Gröbere Änderungen werden dafür auch nötig sein, denn von den 166 Milliarden, die die EU 2019 ausgeben darf, ist zur Zeit nur eine Milliarde nicht verplant, sagt das österreichischen Finanzministerium. 2019 und 2020 soll aber Frontex von 1500 auf 10.000 Grenzschützer aufgestockt werden. Auch einen Afrikafonds haben die europäischen Regierungschefs auf ihrem jüngsten Gipfel beschlossen.

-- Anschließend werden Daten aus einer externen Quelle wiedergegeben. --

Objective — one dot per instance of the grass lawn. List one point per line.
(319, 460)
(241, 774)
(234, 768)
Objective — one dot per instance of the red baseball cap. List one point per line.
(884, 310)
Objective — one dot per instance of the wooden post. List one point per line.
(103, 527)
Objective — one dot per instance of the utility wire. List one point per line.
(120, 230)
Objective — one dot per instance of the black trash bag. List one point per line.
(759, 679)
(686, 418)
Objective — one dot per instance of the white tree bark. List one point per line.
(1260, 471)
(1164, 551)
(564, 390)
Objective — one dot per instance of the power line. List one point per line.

Finanziert ist all das nicht.

Abschließen könnte Österreich unter seinem Vorsitz ein lange umkämpftes Thema, das echten Fortschritt brächte: eine EU-weit einheitliche Bemessungsgrundlage für die Körperschaftssteuer. Dazu gibt es bereits Beschlüsse der Kommission, des EU-Parlaments und der deutsch-französischen Achse. Eine gleiche Berechnungsbasis für die Gewinnbesteuerung wäre ein Riesenschritt gegen ruinösen Steuerwettbewerb – auch wenn der konkrete Steuersatz (vorerst) im nationalen Ermessen bliebe. „Man könnte Bandbreiten oder einen Mindeststeuersatz festlegen“, meint Karas.

Die Harmonisierung von Bemessungsgrundlagen ist auch eine Voraussetzung für Lögers politisches Steckenpferd: Er will eine Digitalsteuer vorantreiben, um Gerechtigkeit bei der Unternehmensbesteuerung herzustellen. Das wird das Schwerpunktthema bei der Ecofin-Tagung im September in Wien.

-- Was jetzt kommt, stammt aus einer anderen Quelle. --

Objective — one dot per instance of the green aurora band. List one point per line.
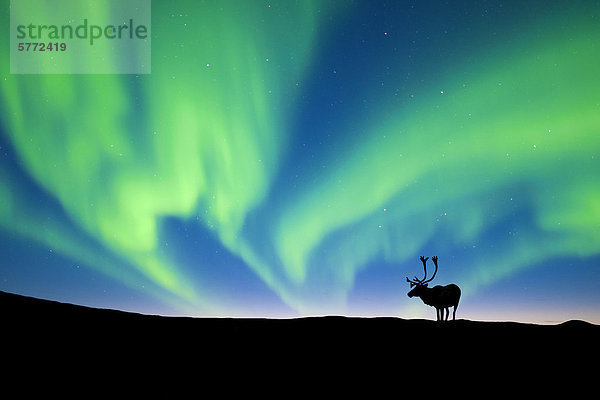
(203, 137)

Nicht zuletzt wird sich Löger mit den deutsch-französischen Plänen für die Eurozone auseinanderzusetzen haben. Eurogruppenchef ist der portugiesische Finanzminister Mario Centeno, Löger ist dessen Stellvertreter in der Eurogruppe. Bis zum EU-Gipfel der Regierungschefs im Dezember wollen Deutschland und Frankreich einen eigenen Eurozonen-Haushalt konkretisieren, der die wirtschaftliche Angleichung der Euro-Staaten forcieren soll. Einen Architekten dieser Pläne, den französischen Finanzminister Bruno Le Maire, hat Löger gemeinsam mit Eurogruppenchef Centeno zu den Salzburger Festspielen eingeladen.

Die drei Finanzpolitiker besuchen, nicht unpassend, die Pique Dame, Tschaikowskys Oper über die Verfänglichkeit von Geld und Gewinnsucht.